La Banque du Canada redoute la surconstruction de condos

Le marché des condos de Toronto continue d’afficher un haut niveau de logements invendus.
Photo: La Presse canadienne (photo) Frank Gunn Le marché des condos de Toronto continue d’afficher un haut niveau de logements invendus.

Ottawa — Le marché canadien des condominiums est en proie à une surconstruction et à une surévaluation et il représente un risque pour les ménages canadiens, les banques et l’économie en général, a averti jeudi la Banque du Canada dans sa plus récente revue de la santé du système financier du pays.


La banque centrale a évoqué le marché des condos de Toronto en particulier, lequel continue à afficher un haut niveau de logements invendus avant la mise en chantier et avant l’achèvement des tours d’habitation, a-t-elle noté.


Au Canada, la croissance du crédit des ménages a continué de ralentir et est maintenant plus conforme à celle du revenu disponible, et l’activité sur le marché du logement s’est généralement modérée.

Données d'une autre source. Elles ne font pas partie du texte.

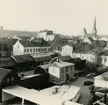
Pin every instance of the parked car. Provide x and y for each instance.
(87, 83)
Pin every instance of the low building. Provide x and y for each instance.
(67, 50)
(105, 59)
(47, 35)
(101, 80)
(7, 78)
(33, 48)
(61, 72)
(69, 93)
(24, 62)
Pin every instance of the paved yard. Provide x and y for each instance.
(85, 92)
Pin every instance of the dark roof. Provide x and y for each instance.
(3, 73)
(65, 58)
(23, 58)
(42, 59)
(7, 62)
(34, 43)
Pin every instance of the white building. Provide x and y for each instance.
(66, 92)
(67, 50)
(84, 56)
(101, 80)
(60, 72)
(34, 49)
(47, 35)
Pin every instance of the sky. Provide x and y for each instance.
(68, 17)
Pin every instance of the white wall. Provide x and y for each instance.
(100, 83)
(18, 48)
(67, 50)
(42, 35)
(89, 57)
(49, 37)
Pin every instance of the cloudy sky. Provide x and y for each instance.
(62, 16)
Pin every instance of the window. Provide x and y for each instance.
(37, 49)
(30, 50)
(53, 70)
(33, 50)
(49, 49)
(27, 50)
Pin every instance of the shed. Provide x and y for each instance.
(7, 78)
(24, 62)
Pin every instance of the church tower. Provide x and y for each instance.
(94, 31)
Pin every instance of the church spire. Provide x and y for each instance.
(94, 31)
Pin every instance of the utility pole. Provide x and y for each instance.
(2, 42)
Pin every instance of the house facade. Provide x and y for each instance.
(85, 56)
(34, 49)
(67, 50)
(61, 72)
(47, 35)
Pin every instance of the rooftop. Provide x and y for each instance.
(103, 76)
(65, 92)
(61, 64)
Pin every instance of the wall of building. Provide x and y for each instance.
(100, 83)
(67, 50)
(54, 73)
(36, 82)
(35, 51)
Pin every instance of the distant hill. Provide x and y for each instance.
(17, 33)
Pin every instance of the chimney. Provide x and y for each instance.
(1, 28)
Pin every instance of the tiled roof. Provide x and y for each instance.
(42, 59)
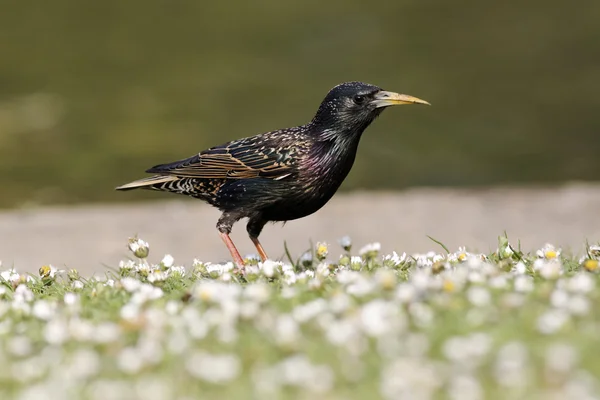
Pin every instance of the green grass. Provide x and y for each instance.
(362, 325)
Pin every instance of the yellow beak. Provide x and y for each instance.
(384, 99)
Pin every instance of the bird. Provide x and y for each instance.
(280, 175)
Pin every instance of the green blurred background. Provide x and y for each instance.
(93, 93)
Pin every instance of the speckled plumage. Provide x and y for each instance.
(280, 175)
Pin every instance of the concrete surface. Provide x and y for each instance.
(90, 238)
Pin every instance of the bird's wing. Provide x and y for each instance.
(241, 159)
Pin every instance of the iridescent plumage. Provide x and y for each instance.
(280, 175)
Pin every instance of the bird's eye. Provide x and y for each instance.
(359, 99)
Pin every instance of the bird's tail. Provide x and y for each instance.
(148, 183)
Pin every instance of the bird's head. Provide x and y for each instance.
(350, 107)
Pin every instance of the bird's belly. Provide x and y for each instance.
(294, 209)
(303, 202)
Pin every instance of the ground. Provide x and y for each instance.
(90, 238)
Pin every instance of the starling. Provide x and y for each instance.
(280, 175)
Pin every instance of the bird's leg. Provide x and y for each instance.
(254, 227)
(261, 251)
(224, 226)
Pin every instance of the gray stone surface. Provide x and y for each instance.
(91, 238)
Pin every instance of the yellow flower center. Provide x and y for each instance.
(550, 254)
(45, 271)
(590, 265)
(448, 286)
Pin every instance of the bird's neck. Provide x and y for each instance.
(333, 153)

Mais la Banque du Canada conserve quelques inquiétudes face au marché de l’habitation, en particulier en ce qui a trait aux condos à Toronto. « Si les logements en chantier n’étaient pas absorbés par la demande lorsqu’ils seront terminés dans les 12 à 30 prochains mois, l’écart entre l’offre et la demande deviendrait plus prononcé, ce qui accroîtrait le risque d’une correction soudaine des prix et de l’activité dans la construction résidentielle, a-t-elle précisé dans sa revue. Toute correction de prix des logements en copropriété pourrait s’étendre à d’autres segments du marché de l’habitation, les acheteurs et les vendeurs adaptant leurs attentes. »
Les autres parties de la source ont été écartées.